Fred. And some unlearned apothecary since, mistaking 's name, called it Cornelius tub.
Act iii.
There is yet another passage which may be worth inserting, as it throws a gleam of light on this obscure term. It is from The law of drinking, 1617, 12mo, p. 55. "Like ivie they cling close about Cornelius' bulke; till sleepe surprize them, oblivion divide them, and brave Cornelius guide them to his tub."
Scene 3. Page 624.
Tim. The sea's a thief, whose liquid surge resolves
The moon into salt tears.
Some difficulty has arisen in the course of the notes on this passage to account for the manner in which the sea could despoil the moon of its moisture and change it into saline tears. It has been judiciously remarked by one of the commentators, that we are not to attend on these occasions merely to philosophical truth, but to consider what might have been the received or vulgar notions of the time: yet no example of such notions applicable to the present occasion has been produced.
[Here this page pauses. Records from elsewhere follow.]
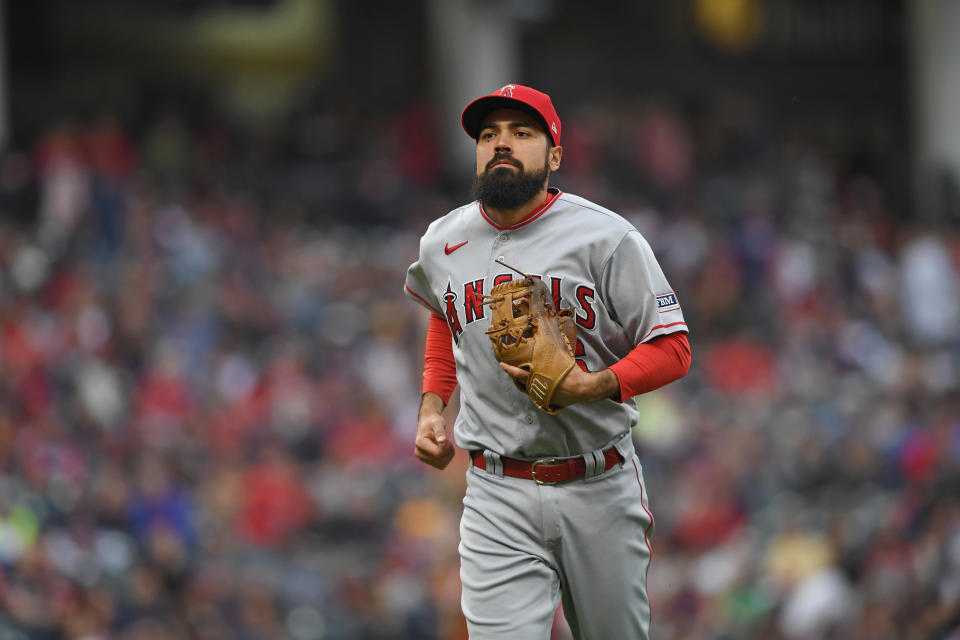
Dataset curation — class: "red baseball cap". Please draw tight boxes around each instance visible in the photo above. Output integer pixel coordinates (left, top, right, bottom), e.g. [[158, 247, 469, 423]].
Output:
[[460, 84, 561, 146]]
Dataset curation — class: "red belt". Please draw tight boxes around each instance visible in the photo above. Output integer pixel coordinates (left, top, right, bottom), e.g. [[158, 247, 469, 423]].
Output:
[[470, 447, 623, 484]]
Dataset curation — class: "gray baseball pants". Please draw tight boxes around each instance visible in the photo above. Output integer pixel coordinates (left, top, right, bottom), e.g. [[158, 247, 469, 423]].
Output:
[[459, 434, 653, 640]]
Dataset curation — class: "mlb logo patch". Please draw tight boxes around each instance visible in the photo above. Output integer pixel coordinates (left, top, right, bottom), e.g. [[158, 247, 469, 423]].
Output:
[[657, 291, 680, 313]]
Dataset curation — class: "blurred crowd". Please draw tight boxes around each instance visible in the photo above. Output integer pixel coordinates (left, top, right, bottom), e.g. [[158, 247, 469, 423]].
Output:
[[0, 90, 960, 640]]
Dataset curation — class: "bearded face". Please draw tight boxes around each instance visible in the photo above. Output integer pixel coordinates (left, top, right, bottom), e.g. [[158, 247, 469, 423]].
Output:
[[473, 154, 550, 210]]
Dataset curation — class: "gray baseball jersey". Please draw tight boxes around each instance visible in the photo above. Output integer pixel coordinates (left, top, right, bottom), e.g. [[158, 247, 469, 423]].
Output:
[[406, 189, 687, 458]]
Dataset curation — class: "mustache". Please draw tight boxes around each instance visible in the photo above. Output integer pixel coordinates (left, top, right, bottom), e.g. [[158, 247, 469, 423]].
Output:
[[486, 155, 523, 171]]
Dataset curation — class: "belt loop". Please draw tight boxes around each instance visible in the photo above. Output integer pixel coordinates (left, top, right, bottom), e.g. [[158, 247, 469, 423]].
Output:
[[483, 450, 503, 478], [583, 449, 607, 479]]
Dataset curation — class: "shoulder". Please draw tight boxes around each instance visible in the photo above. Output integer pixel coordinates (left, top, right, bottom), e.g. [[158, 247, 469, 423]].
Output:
[[557, 193, 639, 243], [557, 192, 636, 231], [555, 193, 640, 252]]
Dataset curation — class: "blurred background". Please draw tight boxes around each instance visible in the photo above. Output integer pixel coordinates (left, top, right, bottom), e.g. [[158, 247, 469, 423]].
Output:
[[0, 0, 960, 640]]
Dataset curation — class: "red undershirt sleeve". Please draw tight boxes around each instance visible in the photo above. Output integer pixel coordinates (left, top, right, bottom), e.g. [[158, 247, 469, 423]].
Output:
[[422, 313, 457, 405], [610, 331, 693, 402]]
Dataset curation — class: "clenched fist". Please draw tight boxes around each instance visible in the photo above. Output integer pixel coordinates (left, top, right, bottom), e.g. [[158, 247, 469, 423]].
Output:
[[413, 393, 455, 469]]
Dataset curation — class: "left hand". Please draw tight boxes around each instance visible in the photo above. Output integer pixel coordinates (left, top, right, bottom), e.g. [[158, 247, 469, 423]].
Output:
[[500, 362, 620, 407]]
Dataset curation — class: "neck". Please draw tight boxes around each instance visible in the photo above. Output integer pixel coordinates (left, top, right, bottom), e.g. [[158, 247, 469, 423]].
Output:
[[483, 186, 550, 227]]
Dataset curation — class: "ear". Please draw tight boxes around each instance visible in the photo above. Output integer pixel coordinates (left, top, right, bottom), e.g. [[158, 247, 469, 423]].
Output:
[[547, 146, 563, 171]]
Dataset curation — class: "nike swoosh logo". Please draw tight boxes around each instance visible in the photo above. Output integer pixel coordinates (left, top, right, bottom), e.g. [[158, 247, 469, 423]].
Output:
[[443, 240, 470, 255]]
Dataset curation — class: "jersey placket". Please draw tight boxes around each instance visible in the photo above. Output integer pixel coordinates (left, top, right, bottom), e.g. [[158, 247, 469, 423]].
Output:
[[487, 230, 536, 427]]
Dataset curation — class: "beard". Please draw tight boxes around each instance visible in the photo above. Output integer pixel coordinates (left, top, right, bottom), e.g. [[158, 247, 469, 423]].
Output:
[[473, 156, 550, 210]]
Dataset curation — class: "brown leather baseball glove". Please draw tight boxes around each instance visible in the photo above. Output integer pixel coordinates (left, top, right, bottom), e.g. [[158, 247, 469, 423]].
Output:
[[484, 278, 577, 415]]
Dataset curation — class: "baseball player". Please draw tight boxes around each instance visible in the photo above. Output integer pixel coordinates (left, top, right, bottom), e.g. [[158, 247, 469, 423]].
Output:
[[405, 84, 691, 640]]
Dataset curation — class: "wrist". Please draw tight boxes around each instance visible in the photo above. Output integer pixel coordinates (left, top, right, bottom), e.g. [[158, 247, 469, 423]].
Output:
[[590, 369, 620, 400]]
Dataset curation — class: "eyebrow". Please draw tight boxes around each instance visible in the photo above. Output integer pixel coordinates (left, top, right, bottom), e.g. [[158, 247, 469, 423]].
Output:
[[480, 120, 537, 133]]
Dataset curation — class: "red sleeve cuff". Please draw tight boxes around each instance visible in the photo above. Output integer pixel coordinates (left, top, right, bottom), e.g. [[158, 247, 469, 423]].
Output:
[[421, 313, 457, 404], [610, 331, 693, 402]]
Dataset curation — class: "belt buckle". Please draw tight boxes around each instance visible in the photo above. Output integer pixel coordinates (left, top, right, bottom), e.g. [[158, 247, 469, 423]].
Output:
[[530, 458, 560, 485]]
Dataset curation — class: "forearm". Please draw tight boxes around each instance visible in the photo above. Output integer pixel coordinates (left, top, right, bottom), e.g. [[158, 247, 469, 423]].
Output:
[[422, 314, 457, 405], [607, 332, 693, 402], [419, 391, 447, 418]]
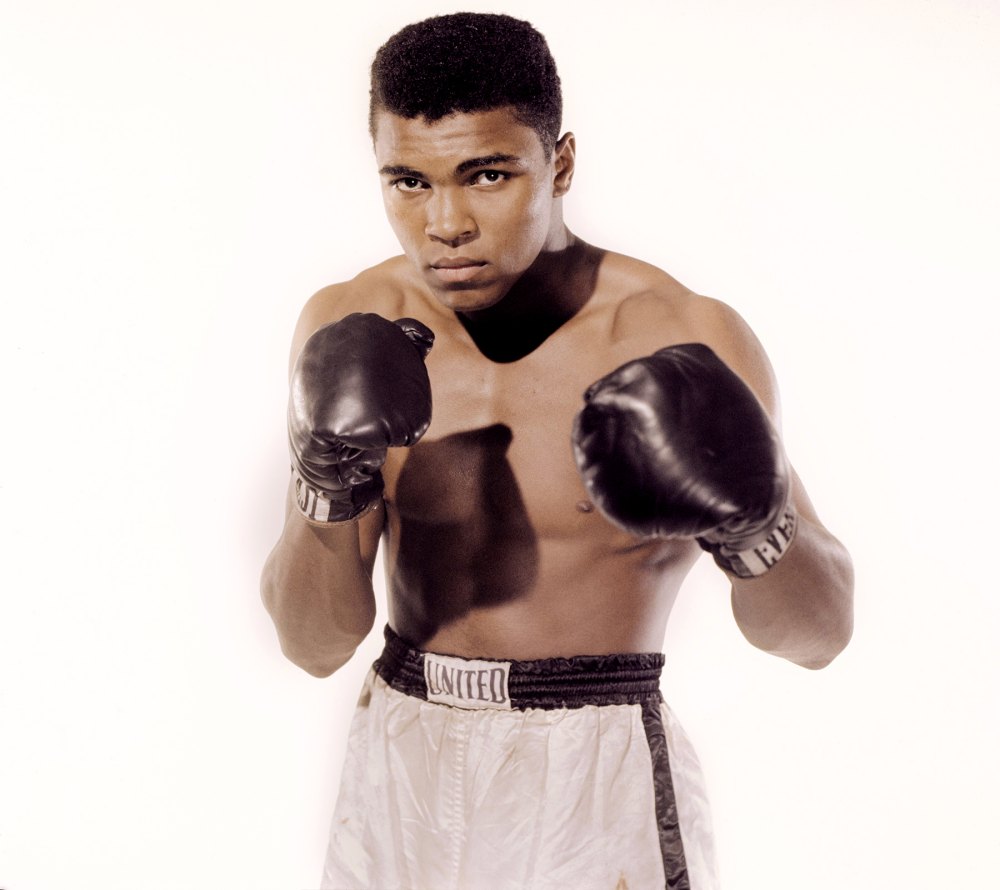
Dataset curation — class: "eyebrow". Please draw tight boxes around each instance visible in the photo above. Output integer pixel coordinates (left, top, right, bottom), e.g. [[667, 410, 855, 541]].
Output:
[[378, 154, 522, 179]]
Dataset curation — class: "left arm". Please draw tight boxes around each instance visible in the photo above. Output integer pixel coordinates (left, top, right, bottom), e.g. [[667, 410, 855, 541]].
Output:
[[727, 464, 854, 669], [574, 297, 853, 669], [701, 300, 854, 669]]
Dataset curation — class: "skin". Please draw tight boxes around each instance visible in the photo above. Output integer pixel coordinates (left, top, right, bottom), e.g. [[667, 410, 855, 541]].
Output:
[[262, 108, 853, 676]]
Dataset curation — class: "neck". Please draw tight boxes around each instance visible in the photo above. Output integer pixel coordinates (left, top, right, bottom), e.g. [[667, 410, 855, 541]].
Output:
[[458, 227, 603, 362]]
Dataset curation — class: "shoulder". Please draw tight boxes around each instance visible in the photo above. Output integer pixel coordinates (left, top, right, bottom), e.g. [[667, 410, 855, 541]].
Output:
[[602, 254, 779, 420]]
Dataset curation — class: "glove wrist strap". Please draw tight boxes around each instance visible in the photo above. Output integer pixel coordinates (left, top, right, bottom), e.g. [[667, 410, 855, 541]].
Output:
[[698, 504, 798, 578], [292, 467, 380, 525]]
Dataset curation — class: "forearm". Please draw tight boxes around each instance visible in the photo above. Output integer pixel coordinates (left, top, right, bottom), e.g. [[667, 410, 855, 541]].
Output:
[[732, 515, 854, 669], [261, 492, 381, 677]]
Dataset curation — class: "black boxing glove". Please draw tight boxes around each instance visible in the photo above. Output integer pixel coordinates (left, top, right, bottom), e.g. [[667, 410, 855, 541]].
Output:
[[573, 343, 796, 578], [288, 312, 434, 522]]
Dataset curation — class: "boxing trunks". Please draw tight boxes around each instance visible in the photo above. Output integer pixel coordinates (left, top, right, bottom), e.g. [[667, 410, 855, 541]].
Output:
[[322, 628, 718, 890]]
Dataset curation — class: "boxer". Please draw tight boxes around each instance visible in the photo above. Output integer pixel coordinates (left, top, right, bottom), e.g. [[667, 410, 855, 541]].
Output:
[[261, 13, 853, 890]]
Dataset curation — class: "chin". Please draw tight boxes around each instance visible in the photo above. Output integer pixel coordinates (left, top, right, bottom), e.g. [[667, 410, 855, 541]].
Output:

The following may perhaps serve to supply this defect, and to establish at the same time the genuineness of the text: "The moone gathereth deawe in the aire, for she printeth the vertue of hir moysture in the aire, and chaungeth the ayre in a manner that is unseene, and breedeth and gendereth deawe in the utter part thereof."—Bartholomæus De propriet. rerum, lib. viii, c. 29.